By this time Hayek’s vision of market economies as forms of emergent complexity had been embraced by political and business leaders across the West. It complimented their belief in capitalism as the system of reason, individuality and freedom. State-owned assets were privatised. Taxes were reduced. Ronald Reagan announced “Government isn’t the solution to the problem. Government is the problem.” In 1989 New Zealand’s Reserve Bank was granted political independence in inflation targeting; a governance model which was quickly copied in most developed economies. Financial markets were deregulated. Adversaries of the changes, recognising the similarity to the pre-Keynesian, liberal approach to markets, dubbed them ‘neoliberalism’. In 2003 Robert Lucas announced that the central problem of macroeconomics, that of depression prevention, had been solved. Five years later an international banking crisis crashed the global economy.  

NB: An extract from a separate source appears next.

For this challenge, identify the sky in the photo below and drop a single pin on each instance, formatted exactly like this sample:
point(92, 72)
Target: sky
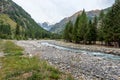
point(53, 11)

Back in 1967 Bill Phillips burned most of his macroeconomics papers. He moved to Canberra; suffered a massive stroke; returned to New Zealand; taught an undergraduate course on the Chinese economy at the University of Auckland; died of a second stroke in 1975; ashes returned to the lonely rural graveyard where his parents and brothers lay buried. He was only sixty; friends and family felt he’d never really recovered from the war. He died before the Lucas critique; the neoliberal revolution; the financialization of the world economy; the transformation of global markets by information technology.  

The indirect descendents of Phillips’ MONIAC and the equations he encoded into it are today’s high performance computers and machine learning algorithms. They execute the majority of financial trades; human transactions account for only a tiny fraction of global commerce: AIs running on massively parallel architectures perform trillions of operations per second. The global derivatives market – hedges, speculations, forecasts – is packaged into complex financial products, their total value estimated at over a quadrillion dollars: ten times global GDP; constellations of data, self-assembling, proliferating: recondite complexity, impossible to forecast.  

When the demonstration at the Reserve Bank Museum was over the demonstrator switched off the pumps. The water – or money, or information, or whatever it was – stopped churning. She said, “I like to leave it in a good condition for the next demonstrator” so we stood and waited for the system to empty. I was surprised by how quickly it all drained away.


Danyl Mclauchlan

Danyl McLauchlan was born in Wellington in 1974. He studied at Victoria University of Wellington and worked and travelled in Europe, the Middle East and Asia before he returned to Wellington, where he works as a biologist. He is the author of the comic noir novels Unspeakable Secrets of the Aro Valley (VUP, 2013) and Mysterious Mysteries of the Aro Valley (VUP, 2016).  

The Single Object was developed in partnership by Objectspace and The Spinoff.